The news would get a bit better in the second quarter, though not unequivocally so. A one point the Rockets managed to narrow the scoring gap, and then extend a lead of around 6 on LAC. Whereupon they started looking tired, inept, and uninterested. The Clippers took the lead back. But the Clippers had some inept play of their own in reserve and flew it proudly. When a half that was characterized by frantic, fast, sloppy low-scoring basketball ended, the Rockets almost inexplicably lead by 2 at 48-46.
The game continued back and forth through the third as though no halftime pause had occurred. Neither team looked particularly motivated, but Blake Griffin put his newfound complete game on display, scoring seemingly at will, and handling with ease. I'm not sure where this "Blake Griffin is a small PF" stuff has come from, but let's dispense with it, ok? Not sure who made a law that PFs should be 6'11", but that really hasn't been the rule over the years, and isn't now. Positions are defined by a player's ability to play that position, and Blake Griffin can now play PF, not just dunk.
Anyhow, due to a couple of clever alley oops that really looked like crappy shots gone good for the Clippers, the third quarter concluded with the Clippers leading by one point, at a mere 74-73. The expected fireworks show had yet to manifest itself. And in the end, it wouldn't.

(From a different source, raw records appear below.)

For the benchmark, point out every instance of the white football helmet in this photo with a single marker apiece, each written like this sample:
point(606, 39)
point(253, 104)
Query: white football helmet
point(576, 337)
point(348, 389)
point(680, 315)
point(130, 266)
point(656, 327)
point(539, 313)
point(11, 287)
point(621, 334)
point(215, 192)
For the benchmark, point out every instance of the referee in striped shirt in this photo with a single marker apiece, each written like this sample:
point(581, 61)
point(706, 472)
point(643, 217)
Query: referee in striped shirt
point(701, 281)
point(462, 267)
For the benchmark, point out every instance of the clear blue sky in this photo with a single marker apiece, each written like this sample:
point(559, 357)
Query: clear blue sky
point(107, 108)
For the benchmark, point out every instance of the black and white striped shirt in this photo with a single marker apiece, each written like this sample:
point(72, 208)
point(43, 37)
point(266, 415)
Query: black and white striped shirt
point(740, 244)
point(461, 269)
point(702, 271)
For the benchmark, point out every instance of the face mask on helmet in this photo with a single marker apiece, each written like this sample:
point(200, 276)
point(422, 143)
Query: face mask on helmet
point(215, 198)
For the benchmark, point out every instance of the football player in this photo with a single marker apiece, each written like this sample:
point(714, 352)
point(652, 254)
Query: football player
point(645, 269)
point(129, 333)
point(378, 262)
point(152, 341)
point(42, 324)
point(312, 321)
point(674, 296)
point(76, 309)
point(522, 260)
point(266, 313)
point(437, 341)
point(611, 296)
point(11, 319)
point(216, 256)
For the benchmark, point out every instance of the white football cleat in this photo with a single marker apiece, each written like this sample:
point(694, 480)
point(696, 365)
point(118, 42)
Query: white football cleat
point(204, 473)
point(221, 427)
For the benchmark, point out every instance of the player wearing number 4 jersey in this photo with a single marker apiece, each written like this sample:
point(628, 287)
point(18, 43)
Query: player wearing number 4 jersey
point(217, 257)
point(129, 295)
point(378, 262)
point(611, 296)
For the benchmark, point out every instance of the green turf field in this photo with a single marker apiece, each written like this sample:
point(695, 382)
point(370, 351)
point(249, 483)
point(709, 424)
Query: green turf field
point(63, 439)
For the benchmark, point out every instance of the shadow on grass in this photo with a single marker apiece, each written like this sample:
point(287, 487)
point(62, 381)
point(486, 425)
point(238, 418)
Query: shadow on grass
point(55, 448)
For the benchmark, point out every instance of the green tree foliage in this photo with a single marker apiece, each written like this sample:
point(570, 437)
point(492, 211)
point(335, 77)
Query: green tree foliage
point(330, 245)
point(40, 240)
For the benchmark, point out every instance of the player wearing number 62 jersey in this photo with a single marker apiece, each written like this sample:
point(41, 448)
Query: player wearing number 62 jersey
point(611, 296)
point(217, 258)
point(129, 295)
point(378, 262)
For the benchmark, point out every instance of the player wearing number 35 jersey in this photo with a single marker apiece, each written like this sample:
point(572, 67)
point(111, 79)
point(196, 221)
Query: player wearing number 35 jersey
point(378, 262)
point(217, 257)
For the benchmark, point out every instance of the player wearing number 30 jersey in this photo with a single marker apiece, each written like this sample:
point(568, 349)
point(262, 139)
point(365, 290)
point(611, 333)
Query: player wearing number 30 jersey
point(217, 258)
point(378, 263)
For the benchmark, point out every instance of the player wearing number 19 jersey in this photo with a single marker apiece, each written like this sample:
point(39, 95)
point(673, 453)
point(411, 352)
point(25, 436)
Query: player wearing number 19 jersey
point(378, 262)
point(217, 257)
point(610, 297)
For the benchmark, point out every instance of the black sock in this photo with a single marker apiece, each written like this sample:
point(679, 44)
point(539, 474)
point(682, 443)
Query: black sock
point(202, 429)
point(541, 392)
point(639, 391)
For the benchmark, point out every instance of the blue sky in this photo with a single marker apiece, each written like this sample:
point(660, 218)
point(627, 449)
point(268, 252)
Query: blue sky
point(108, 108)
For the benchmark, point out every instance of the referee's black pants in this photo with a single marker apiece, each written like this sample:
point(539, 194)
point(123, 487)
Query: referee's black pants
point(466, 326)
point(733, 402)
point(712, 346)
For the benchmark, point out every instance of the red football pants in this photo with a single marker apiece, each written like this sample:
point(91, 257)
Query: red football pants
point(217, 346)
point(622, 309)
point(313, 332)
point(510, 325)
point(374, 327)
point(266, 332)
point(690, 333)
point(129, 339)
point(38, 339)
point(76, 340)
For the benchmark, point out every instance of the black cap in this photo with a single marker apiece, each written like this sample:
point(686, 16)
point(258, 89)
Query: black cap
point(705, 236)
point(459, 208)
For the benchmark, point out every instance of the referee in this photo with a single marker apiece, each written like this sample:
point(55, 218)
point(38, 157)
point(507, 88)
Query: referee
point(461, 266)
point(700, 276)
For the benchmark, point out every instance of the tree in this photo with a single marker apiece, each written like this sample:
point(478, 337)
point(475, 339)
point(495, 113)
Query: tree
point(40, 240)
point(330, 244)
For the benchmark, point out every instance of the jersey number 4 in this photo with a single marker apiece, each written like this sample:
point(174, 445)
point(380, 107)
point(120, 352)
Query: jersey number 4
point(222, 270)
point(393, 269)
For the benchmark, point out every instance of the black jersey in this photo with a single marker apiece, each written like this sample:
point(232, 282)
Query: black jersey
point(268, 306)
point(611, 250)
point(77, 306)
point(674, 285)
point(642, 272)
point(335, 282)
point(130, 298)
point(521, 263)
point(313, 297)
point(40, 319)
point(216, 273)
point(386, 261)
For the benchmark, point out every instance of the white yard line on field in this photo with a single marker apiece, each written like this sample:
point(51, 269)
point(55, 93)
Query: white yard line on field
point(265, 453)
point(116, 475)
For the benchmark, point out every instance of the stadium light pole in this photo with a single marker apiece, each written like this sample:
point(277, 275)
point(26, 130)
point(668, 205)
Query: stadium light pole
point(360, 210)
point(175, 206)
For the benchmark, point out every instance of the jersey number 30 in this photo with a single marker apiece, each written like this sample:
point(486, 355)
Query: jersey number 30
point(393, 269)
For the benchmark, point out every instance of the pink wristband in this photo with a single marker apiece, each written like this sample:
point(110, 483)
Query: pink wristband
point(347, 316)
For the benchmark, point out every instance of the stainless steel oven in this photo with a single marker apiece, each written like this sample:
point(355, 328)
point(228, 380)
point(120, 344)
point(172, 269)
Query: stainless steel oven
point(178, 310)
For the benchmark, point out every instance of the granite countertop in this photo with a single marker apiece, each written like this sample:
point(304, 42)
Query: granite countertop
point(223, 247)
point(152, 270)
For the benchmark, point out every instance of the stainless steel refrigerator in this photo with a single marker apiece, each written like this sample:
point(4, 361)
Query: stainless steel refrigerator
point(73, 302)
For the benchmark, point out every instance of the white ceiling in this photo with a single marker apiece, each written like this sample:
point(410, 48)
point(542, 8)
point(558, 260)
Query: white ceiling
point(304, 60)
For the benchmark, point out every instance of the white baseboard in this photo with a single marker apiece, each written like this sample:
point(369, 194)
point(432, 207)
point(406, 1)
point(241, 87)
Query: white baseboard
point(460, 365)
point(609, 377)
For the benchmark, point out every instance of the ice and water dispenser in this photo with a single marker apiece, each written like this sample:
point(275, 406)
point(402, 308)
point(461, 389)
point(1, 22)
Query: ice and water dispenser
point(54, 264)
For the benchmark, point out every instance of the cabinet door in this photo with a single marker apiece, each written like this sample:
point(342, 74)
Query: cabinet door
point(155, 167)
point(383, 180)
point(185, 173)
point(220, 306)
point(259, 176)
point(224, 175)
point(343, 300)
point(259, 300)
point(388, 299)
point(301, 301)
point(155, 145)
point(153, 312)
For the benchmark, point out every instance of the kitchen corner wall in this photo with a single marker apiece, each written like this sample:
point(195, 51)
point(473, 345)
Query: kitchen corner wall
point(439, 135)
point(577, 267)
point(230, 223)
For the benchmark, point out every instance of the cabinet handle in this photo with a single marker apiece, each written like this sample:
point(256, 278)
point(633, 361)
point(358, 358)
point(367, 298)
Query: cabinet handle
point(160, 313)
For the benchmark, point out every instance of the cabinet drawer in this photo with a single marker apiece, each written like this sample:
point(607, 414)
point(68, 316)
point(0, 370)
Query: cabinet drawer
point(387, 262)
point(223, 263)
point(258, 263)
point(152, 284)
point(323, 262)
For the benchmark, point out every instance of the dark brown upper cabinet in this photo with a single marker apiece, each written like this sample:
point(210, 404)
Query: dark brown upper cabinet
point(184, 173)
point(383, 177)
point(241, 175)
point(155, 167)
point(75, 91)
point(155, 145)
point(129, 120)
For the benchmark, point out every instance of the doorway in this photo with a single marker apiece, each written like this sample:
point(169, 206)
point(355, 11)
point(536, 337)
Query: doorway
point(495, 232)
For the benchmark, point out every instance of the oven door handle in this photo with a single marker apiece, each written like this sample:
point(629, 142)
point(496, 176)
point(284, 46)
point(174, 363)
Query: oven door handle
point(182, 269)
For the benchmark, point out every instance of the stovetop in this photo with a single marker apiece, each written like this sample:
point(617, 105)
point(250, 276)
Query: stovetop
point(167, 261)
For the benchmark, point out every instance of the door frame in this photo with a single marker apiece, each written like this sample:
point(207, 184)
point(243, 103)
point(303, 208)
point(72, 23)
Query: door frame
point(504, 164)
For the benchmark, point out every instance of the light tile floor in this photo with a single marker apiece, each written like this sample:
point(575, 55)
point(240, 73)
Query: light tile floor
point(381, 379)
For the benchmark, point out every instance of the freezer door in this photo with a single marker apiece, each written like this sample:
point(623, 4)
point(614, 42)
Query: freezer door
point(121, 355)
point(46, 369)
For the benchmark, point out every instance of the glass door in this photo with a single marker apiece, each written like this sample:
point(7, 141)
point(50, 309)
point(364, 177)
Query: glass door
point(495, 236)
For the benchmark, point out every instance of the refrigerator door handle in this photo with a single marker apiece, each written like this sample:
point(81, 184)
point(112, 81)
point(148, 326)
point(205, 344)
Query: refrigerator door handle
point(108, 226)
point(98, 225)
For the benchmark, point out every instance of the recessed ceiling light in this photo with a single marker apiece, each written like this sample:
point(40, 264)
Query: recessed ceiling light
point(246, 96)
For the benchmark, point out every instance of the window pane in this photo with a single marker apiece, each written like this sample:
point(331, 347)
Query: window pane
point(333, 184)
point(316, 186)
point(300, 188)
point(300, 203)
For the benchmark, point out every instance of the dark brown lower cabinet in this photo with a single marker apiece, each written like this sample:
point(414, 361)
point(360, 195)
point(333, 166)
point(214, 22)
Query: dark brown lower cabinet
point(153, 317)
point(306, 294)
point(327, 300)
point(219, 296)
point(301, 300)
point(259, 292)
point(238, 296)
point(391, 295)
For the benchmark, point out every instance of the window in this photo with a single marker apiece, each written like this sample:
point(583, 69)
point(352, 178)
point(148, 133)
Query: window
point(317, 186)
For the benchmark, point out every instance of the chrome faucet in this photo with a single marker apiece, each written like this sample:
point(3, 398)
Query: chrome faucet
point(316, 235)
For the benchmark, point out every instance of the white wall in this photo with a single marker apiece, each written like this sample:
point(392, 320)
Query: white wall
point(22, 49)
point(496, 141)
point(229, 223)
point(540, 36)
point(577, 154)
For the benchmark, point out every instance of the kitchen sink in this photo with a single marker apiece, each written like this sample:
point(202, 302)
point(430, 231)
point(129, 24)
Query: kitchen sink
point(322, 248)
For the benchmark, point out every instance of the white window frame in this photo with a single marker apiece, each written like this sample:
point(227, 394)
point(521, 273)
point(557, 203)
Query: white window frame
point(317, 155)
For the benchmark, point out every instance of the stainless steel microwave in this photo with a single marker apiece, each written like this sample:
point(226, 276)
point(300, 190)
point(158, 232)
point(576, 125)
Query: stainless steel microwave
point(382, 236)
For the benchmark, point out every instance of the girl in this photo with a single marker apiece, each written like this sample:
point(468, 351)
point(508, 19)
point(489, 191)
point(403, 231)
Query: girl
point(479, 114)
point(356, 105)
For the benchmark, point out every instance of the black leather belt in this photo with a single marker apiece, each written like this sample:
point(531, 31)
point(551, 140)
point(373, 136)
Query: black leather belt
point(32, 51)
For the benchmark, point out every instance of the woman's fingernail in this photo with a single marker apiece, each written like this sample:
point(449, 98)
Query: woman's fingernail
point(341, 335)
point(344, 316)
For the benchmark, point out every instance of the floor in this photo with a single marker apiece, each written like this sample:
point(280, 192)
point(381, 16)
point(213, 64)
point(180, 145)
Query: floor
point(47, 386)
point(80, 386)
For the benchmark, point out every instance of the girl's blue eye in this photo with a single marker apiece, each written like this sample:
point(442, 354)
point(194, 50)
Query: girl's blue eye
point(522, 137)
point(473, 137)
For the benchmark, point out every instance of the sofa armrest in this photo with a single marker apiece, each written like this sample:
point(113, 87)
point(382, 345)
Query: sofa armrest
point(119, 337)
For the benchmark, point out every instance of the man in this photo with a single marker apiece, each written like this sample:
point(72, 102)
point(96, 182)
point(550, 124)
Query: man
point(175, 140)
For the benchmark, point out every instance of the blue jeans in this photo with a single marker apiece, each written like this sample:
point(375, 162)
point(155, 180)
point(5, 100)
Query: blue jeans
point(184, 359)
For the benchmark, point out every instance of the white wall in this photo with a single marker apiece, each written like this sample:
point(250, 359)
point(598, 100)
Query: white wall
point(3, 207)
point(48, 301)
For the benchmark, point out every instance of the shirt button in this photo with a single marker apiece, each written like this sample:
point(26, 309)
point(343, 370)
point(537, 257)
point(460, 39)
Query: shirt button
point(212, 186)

The fourth quarter was punctuated by mostly bad play from the Rockets, but more than that, it appeared that nobody on the Rockets had anything in the tank. A tired looking team became nearly sessile. Throw in some aggressive play from the Clippers, some timely shot-making on their part, Blake Griffin point-power-forward and things looked grim. Grim they would remain, as a tired Rockets team ended a generally strong run on the road. Darren Collison forgetting he isn't all that good, scoring 12pts in the 4th quarter, seemingly unable to miss. The game ended with the Clippers scoring pretty much all the points, and the Rockets looking like they were ready to go home.
Time for some bullet points. (The Lazy Man's Friend (tm))
- Clippers won all three matchups with Houston this season, but I'm less worried about them as an opponent than I was very early in the season when the first two games occurred. This is a different Rockets team than it was early in the year. A win would have been great, but the sort of throttling the Rockets experienced earlier didn't occur. The Rockets ran out of gas, and looked listless the whole way though, as the low-scoring tally indicates. This isn't saying these results have been good, or that it would be an easy series, only that a series with LAC is quite winnable.
- The two losses of the road trip game against two playoff teams on the second night of a back-to-back. It never gets old.
- Jordan Hamilton welcome to the Rockets. He might be the guy we've been needing. He has size, speed, rebounding, and can hit the catch-and-shoot 3pter. Hitting open shots is useful.
- Chris Paul is an uber-tool. Clippers fans should be struck by lightning if they ever complain about James Harden.
- In a way its good that the Rockets realize there is a mountain to climb when it comes to certain teams, but I believe they can climb it.
- In all this was a tired team that stumbled into a loss tonight.
- LA Clipper fans have taken the lead in the "Stupid Dwight Howard Booing" sweepstakes, over Golden State. Golden State fans were aggrieved that Howard took a job elsewhere. Ok that's lame and sad. But LA Clipper fans booed...on behalf of the Lakers? On behalf of the Los Angeles Chamber of Commerce? This was the most pathetic yet. Pathetic and moronic. The lingering suspicion that any team that rents a bigger more successful team's building isn't a true team is only reinforced by this sort of behavior.
- The Rockets have only won 8 of their last 10 basketball games. All is lost!